Die Gefahr, dass Promotionen als Qualifikationsnachweis entwertet werden könnten, war zu groß.
Und wenn ein Politiker am Anfang einer steilen Karriere so hartnäckig einen schweren Fall von Plagiat leugnet, dann müssen das politische System, die Wissenschaftsöffentlichkeit und die öffentliche Meinung dafür sorgen, dass er damit nicht durchkommt.
Unsere Gesellschaft kann aber kein Interesse daran haben, dass alle Promotionen der 60er, 70er und 80er Jahre daraufhin untersucht werden, ob überall die damals gültigen Standards eingehalten wurden. An dem damaligen wissenschaftlichen Standard ändert sich dadurch nichts. Und wenn Politiker zukünftig nicht mehr über Korruption oder weniger eindeutige Anpassung an wirtschaftliche Interessen einer zahlungskräftigen Minderheit mehr stürzen können, sondern die Tatsache, ob sie vor Jahrzehnten eine fragwürdige Promotion verfasst haben oder nicht, viel schwerer wiegt, läuft etwas falsch.

Ich weiß nicht, ob Frau Schavan der Doktortitel zu recht aberkannt wurde, und ich bin der Überzeugung, dass eine Ministerin, der durch alle Instanzen nachgewiesen worden ist, dass sie bei allen vorliegenden wissenschaftlichen Qualifikationsnachweisen betrogen hat, nicht als Wissenschaftsministerin geeignet ist.
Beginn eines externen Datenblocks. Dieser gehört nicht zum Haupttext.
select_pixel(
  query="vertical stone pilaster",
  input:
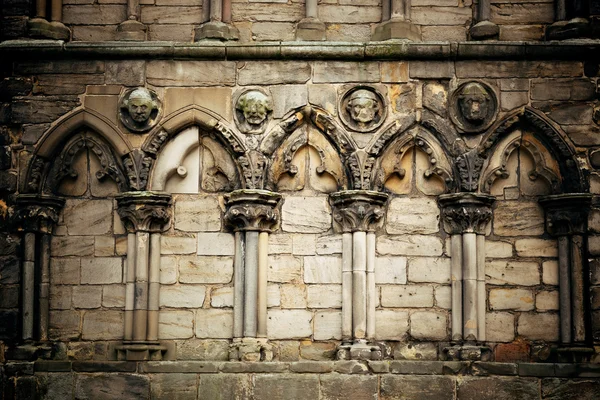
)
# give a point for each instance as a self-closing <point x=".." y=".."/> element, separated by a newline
<point x="566" y="219"/>
<point x="145" y="215"/>
<point x="465" y="217"/>
<point x="252" y="214"/>
<point x="357" y="214"/>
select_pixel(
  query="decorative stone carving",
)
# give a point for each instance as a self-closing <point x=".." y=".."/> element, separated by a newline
<point x="358" y="210"/>
<point x="567" y="214"/>
<point x="252" y="210"/>
<point x="139" y="109"/>
<point x="466" y="212"/>
<point x="473" y="107"/>
<point x="362" y="109"/>
<point x="252" y="111"/>
<point x="144" y="211"/>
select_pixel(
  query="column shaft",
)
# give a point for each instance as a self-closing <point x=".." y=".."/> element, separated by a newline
<point x="28" y="285"/>
<point x="346" y="286"/>
<point x="263" y="263"/>
<point x="457" y="277"/>
<point x="251" y="284"/>
<point x="359" y="284"/>
<point x="564" y="281"/>
<point x="238" y="286"/>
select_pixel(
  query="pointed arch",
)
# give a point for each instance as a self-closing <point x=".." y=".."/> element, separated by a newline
<point x="571" y="179"/>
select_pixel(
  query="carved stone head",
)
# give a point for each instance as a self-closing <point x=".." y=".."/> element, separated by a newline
<point x="252" y="111"/>
<point x="139" y="109"/>
<point x="474" y="107"/>
<point x="362" y="109"/>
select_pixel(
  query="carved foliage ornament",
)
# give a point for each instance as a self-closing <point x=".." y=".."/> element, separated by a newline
<point x="139" y="109"/>
<point x="362" y="109"/>
<point x="473" y="107"/>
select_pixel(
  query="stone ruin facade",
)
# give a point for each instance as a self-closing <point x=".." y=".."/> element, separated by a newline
<point x="289" y="200"/>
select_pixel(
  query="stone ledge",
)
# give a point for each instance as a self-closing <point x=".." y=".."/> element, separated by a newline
<point x="389" y="50"/>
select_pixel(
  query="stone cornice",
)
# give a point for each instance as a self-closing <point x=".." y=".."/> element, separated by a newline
<point x="388" y="50"/>
<point x="466" y="212"/>
<point x="252" y="210"/>
<point x="38" y="213"/>
<point x="566" y="214"/>
<point x="144" y="211"/>
<point x="358" y="210"/>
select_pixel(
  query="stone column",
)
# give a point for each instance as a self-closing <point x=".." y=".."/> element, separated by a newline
<point x="310" y="27"/>
<point x="484" y="29"/>
<point x="132" y="28"/>
<point x="145" y="215"/>
<point x="566" y="219"/>
<point x="252" y="214"/>
<point x="465" y="217"/>
<point x="216" y="15"/>
<point x="37" y="216"/>
<point x="48" y="28"/>
<point x="395" y="22"/>
<point x="357" y="214"/>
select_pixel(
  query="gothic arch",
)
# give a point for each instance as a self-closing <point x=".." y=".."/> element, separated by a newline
<point x="570" y="177"/>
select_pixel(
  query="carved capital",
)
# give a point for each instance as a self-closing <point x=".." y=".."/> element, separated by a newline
<point x="252" y="210"/>
<point x="144" y="211"/>
<point x="567" y="214"/>
<point x="38" y="213"/>
<point x="358" y="210"/>
<point x="466" y="212"/>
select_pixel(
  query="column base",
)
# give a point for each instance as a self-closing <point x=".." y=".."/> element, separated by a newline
<point x="250" y="349"/>
<point x="574" y="28"/>
<point x="216" y="30"/>
<point x="310" y="29"/>
<point x="467" y="353"/>
<point x="360" y="350"/>
<point x="142" y="351"/>
<point x="39" y="28"/>
<point x="131" y="30"/>
<point x="396" y="29"/>
<point x="484" y="30"/>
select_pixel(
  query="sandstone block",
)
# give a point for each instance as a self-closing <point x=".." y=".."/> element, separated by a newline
<point x="182" y="296"/>
<point x="200" y="214"/>
<point x="101" y="270"/>
<point x="284" y="268"/>
<point x="539" y="326"/>
<point x="205" y="269"/>
<point x="305" y="215"/>
<point x="409" y="245"/>
<point x="289" y="324"/>
<point x="390" y="270"/>
<point x="429" y="325"/>
<point x="102" y="325"/>
<point x="216" y="244"/>
<point x="391" y="325"/>
<point x="511" y="299"/>
<point x="512" y="273"/>
<point x="328" y="325"/>
<point x="407" y="296"/>
<point x="175" y="324"/>
<point x="429" y="270"/>
<point x="323" y="269"/>
<point x="215" y="324"/>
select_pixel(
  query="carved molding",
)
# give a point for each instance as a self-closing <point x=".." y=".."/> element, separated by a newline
<point x="566" y="214"/>
<point x="38" y="213"/>
<point x="252" y="210"/>
<point x="144" y="211"/>
<point x="466" y="212"/>
<point x="358" y="210"/>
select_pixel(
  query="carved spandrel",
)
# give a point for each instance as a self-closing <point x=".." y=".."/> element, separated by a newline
<point x="358" y="210"/>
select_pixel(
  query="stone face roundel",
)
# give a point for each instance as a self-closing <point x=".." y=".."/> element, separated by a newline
<point x="473" y="107"/>
<point x="362" y="109"/>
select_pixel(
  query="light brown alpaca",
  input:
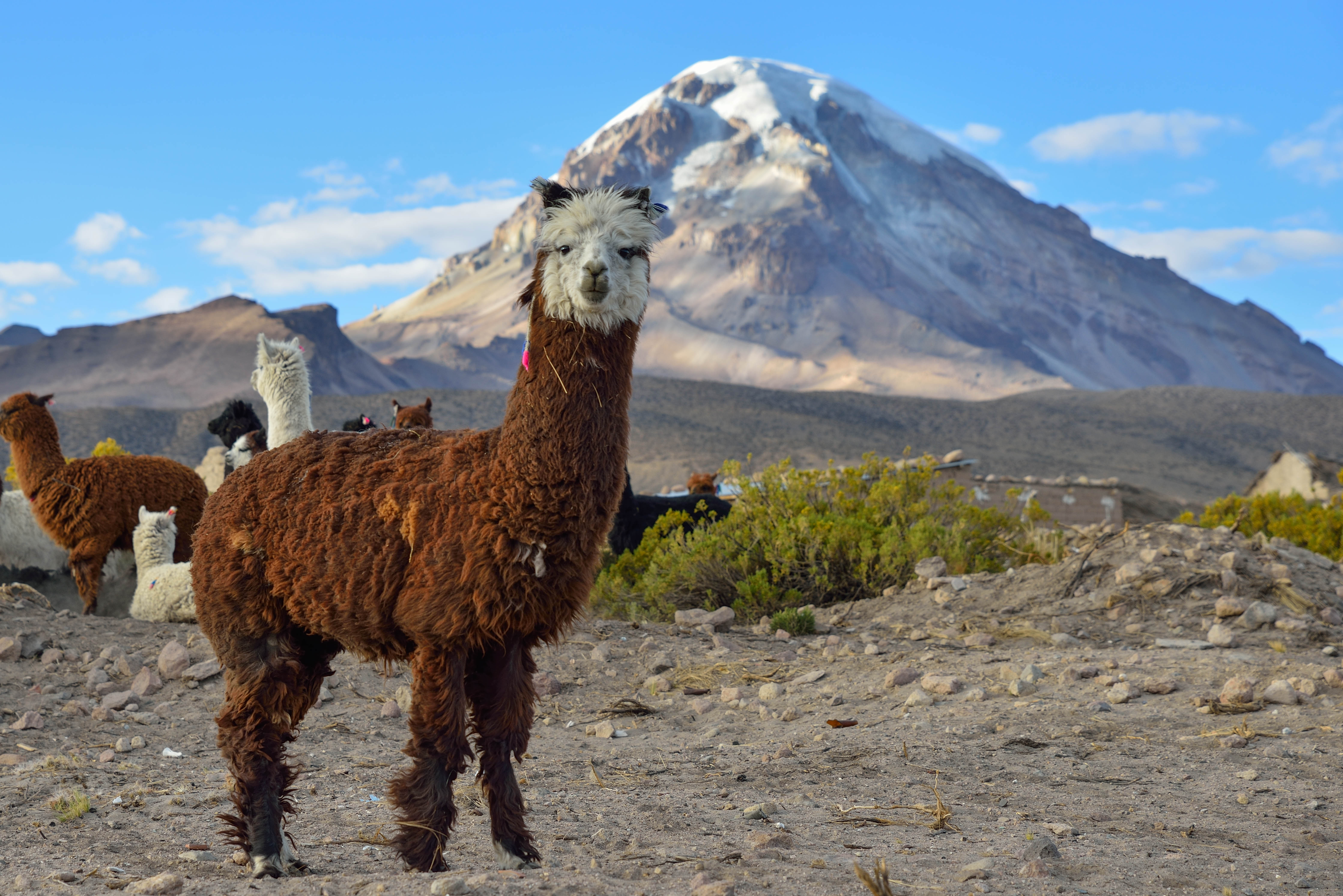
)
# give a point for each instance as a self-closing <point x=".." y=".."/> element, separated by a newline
<point x="414" y="416"/>
<point x="456" y="553"/>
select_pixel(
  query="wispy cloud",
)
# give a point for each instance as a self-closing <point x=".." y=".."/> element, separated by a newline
<point x="123" y="271"/>
<point x="1317" y="154"/>
<point x="441" y="185"/>
<point x="338" y="250"/>
<point x="170" y="299"/>
<point x="338" y="186"/>
<point x="972" y="134"/>
<point x="1229" y="253"/>
<point x="101" y="233"/>
<point x="1130" y="134"/>
<point x="33" y="275"/>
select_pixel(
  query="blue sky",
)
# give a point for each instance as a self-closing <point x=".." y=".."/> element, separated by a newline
<point x="160" y="155"/>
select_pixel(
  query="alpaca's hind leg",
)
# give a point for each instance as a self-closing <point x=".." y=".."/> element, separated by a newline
<point x="440" y="747"/>
<point x="502" y="695"/>
<point x="270" y="684"/>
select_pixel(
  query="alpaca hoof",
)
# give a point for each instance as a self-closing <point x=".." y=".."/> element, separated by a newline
<point x="511" y="862"/>
<point x="266" y="867"/>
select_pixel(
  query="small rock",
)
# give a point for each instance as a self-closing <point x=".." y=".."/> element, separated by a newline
<point x="449" y="887"/>
<point x="1280" y="692"/>
<point x="942" y="684"/>
<point x="162" y="884"/>
<point x="546" y="684"/>
<point x="27" y="721"/>
<point x="900" y="678"/>
<point x="919" y="698"/>
<point x="1160" y="686"/>
<point x="931" y="569"/>
<point x="146" y="683"/>
<point x="1258" y="614"/>
<point x="1035" y="868"/>
<point x="174" y="660"/>
<point x="1040" y="848"/>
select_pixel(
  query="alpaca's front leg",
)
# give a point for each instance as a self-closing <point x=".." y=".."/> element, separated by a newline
<point x="500" y="688"/>
<point x="438" y="745"/>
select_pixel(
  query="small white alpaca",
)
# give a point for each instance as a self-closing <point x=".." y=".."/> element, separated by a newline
<point x="163" y="588"/>
<point x="23" y="543"/>
<point x="281" y="379"/>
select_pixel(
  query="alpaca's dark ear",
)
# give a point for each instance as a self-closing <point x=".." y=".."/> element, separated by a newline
<point x="553" y="194"/>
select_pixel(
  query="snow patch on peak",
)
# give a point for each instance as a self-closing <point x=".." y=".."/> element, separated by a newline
<point x="766" y="93"/>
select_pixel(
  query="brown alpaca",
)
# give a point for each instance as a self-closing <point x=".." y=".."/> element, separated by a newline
<point x="703" y="484"/>
<point x="456" y="553"/>
<point x="412" y="417"/>
<point x="92" y="506"/>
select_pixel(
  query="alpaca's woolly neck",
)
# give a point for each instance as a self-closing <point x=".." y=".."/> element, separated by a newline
<point x="37" y="452"/>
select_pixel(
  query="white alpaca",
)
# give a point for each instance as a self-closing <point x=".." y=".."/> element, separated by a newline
<point x="163" y="588"/>
<point x="281" y="379"/>
<point x="23" y="543"/>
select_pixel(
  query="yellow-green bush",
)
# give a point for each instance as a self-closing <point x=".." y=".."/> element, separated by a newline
<point x="1317" y="526"/>
<point x="813" y="537"/>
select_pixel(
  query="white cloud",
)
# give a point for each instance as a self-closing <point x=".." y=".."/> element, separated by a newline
<point x="1130" y="134"/>
<point x="1197" y="187"/>
<point x="1229" y="253"/>
<point x="973" y="132"/>
<point x="123" y="271"/>
<point x="336" y="249"/>
<point x="101" y="233"/>
<point x="1315" y="155"/>
<point x="444" y="186"/>
<point x="339" y="187"/>
<point x="170" y="299"/>
<point x="33" y="275"/>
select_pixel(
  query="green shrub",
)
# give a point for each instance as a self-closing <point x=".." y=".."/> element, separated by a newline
<point x="813" y="537"/>
<point x="1317" y="526"/>
<point x="794" y="621"/>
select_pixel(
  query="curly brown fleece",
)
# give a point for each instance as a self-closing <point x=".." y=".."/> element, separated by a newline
<point x="92" y="506"/>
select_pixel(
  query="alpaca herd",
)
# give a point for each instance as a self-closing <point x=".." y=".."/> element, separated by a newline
<point x="456" y="553"/>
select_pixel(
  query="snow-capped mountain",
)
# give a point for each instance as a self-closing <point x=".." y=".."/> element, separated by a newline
<point x="820" y="241"/>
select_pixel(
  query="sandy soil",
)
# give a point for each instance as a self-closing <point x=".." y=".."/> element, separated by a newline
<point x="1135" y="797"/>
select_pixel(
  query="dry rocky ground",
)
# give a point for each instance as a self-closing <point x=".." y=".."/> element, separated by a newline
<point x="1027" y="733"/>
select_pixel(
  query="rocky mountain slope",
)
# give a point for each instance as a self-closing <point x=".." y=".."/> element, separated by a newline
<point x="187" y="359"/>
<point x="819" y="241"/>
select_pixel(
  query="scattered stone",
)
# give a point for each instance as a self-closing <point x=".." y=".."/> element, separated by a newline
<point x="931" y="569"/>
<point x="1258" y="614"/>
<point x="546" y="684"/>
<point x="942" y="684"/>
<point x="1280" y="692"/>
<point x="174" y="660"/>
<point x="27" y="721"/>
<point x="1160" y="686"/>
<point x="900" y="678"/>
<point x="1035" y="868"/>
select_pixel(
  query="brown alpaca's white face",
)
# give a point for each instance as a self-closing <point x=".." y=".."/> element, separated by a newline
<point x="597" y="257"/>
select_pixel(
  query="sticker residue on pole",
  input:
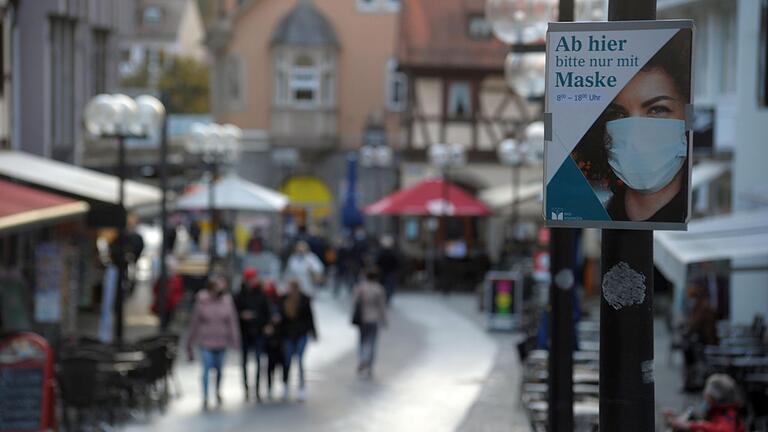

Mich stört aber erheblich, dass in der Öffentlichkeit von beiden Seiten so argumentiert wird, als ob der Fall klar zutage liege.
Freilich stört mich weit mehr, wie perfekt es in der Öffentlichkeit der Bundesrepublik gelungen ist, zu verdrängen, wie groß die Gefahren des menschengemachten Klimanwandels sind und vergleichsweise kostengünstig die Maßnahmen ihn einzudämmen noch sind. Nur noch sehr kurze Zeit (vgl. 2052).